Atomic Force Microscopy (AFM):

The AFM imaging was performed for pDNA containing polyplexes using a Multimode NanoScope IV system (Veeco, Santa Barbara, CA, USA) operated in tapping mode. Polyplexes were deposited on mica surface for 2 min, followed by surface drying using the stream of argon. The images were processed and the widths and heights of the particles were determined using Femtoscan software (Advanced Technologies Center, Moscow, Russia).

In vitro Cytotoxicity Assay: The Cytotoxicity of PEG-b-PLL/pDNA Polyplexes:

The cytotoxicity of PEG-b-PLL/pDNA polyplexes was measured using MTT assay according to the protocol provided by the manufacturer. Briefly, NIH/3T3 and BMMΦ were seeded in 24-well plates (5000 cells/well and 100000 cells/well, respectively) and cultured in DMEM containing 10% FBS for 24 h and then the media was replaced for serum-free media. The polyplexes containing 1 μg of pDNA were added for 4 h. The media was then again replaced for the fresh complete media. After 48 h, complete media was removed and 120 μL of mixture (5:1 v/v) of fresh DMEM and 3-(4,5-dimethylthiazol-2-yl)-2,5-diphenyltetrazolium bromide (MTT) solution (5 mg mL⁻¹) was added to the cells. Cells were incubated for a further 4 h, then DMSO (150 μL) was added and cells were shaken for 15 min at room temperature The absorbance at 562 nm was recorded in a plate reader (Molecular Devices, Sunnyvale, CA). ExGen 500 was used as a positive control. Each treatment was performed 8 times.

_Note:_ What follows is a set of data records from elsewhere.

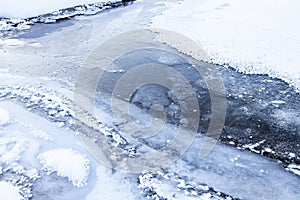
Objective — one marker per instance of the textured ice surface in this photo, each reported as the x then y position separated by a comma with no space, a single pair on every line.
250,36
66,163
4,117
9,192
32,8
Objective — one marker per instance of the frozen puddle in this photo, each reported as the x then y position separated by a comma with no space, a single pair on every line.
225,173
59,168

The Cytotoxicity of PEG-b-pAsp(DET)-Based Cationic Copolymers:

The cytotoxicity of mPEG-b-pAsp(DET) and Man-PEG-b-pAsp(DET) cationic copolymers was measured using CCK-8 assay according to the protocol provided by the manufacturer. Briefly, IC-21 macrophages were seeded in 96-well plates at 5000 cells/well and cultured in DMEM containing 10% FBS for 24 h and then the media was replaced for serum-free media containing cationic copolymers at different concentrations. After that the cells were incubated with the polymer for additional 24 h. The media was then again replaced for the fresh complete media and 10 μl of CCK-8 solution (2-(2-methoxy-4-nitrophenyl)-3-(4-nitrophenyl)-5-(2,4-disulfophenyl)-2H-tetrazolium, monosodium salt) was added to the cells. The absorbance at 450 nm was recorded in a plate reader after a 1 h incubation. Each treatment was performed in triplicate.

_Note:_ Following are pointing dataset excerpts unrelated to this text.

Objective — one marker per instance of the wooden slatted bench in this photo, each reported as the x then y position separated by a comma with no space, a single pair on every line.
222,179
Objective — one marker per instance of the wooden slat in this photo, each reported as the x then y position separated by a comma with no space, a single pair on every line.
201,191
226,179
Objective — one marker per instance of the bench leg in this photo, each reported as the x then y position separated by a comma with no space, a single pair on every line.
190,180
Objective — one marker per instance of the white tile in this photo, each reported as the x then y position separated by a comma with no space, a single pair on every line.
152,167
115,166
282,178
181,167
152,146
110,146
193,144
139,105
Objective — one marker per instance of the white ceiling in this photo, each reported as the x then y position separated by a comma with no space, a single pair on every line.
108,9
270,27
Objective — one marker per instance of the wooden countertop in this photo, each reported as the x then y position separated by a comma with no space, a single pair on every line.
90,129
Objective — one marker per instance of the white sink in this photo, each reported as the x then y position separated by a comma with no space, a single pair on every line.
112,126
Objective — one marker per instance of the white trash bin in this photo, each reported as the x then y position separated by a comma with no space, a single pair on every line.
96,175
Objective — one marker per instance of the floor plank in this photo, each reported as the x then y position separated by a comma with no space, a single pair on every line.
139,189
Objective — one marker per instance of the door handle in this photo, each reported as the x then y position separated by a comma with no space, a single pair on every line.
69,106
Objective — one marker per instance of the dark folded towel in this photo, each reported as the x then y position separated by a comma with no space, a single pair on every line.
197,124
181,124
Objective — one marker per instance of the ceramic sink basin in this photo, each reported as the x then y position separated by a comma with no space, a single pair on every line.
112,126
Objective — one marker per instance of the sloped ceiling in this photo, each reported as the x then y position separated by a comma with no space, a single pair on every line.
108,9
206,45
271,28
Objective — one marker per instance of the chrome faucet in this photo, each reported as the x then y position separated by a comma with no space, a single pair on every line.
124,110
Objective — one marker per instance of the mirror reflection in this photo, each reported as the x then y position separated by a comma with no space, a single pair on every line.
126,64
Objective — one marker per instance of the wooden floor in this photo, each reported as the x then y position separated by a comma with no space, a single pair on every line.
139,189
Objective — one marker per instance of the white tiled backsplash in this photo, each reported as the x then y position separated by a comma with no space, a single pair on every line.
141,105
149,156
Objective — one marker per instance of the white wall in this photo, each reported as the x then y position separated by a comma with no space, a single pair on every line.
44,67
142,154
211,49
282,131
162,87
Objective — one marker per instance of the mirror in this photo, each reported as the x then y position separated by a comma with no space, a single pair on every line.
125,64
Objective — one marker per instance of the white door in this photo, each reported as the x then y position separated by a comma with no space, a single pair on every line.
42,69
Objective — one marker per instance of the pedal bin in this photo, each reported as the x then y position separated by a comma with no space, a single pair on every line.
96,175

In vitro Gene Delivery: Transfection with PEG-b-PLL-Based Polyplexes:

For the in vitro transfection study, NIH/3T3 and BMMΦ were seeded into 24-well plates (5000 cells/well and 100000 cells/well, respectively) and then incubated in antibiotic-free DMEM containing 10% FBS for 24 h. Then the media was replaced for the serum-free media and the polyplexes containing 1 μg of pDNA (gWiz-GFP) were added for 4 h at 37 °C. The pDNA and ExGen 500 were used as negative and positive control, respectively. Cells were rinsed with serum-free media after and incubated in complete media containing 10% FBS and 1% P/S for 48 h. After washing with HBSS the cells were harvested using 0.05% Trypsin-EDTA, followed by addition of PBS with 10% FBS (1 mL). The cells were pelleted by centrifugation and resuspended in PBS + 1% BSA (500 μL). The percentage of cells expressing GFP was assessed by flow cytometry in triplicates using a Beckton Dickinson FACStarPlus device operating under Lysis II (San Jose, CA, USA), equipped with an argon ion laser (488 nm emission wavelength). The filter used for emission was a 530/30 nm band-pass. Results are expressed as % GFP transfected cells.

Transfection with PEG-b-pAsp(DET)-Based Polyplexes:

For the in vitro transfection study, IC-21 macrophages were seeded into 24-well plates at 100000 cells/well and then incubated in antibiotic-free DMEM containing 10% FBS for 24 h. Then the media was replaced for the serum-free media and the polyplexes containing 1 μg of pDNA (gWiz-Luc) were added for 4, 8, or 24 h at 37 °C. Cells were rinsed with serum-free media after and incubated in complete media containing 10% FBS for 24 h. The cells were treated with the lysis buffer for 2 h, and the bioluminescence was determined in the lysate in triplicates using a TD20/20 luminometer (Promega, Fitchburg, WI, USA) according to a standard procedure. The protein concentration was determined using BCA assay and the data were normalized for the amount of the protein.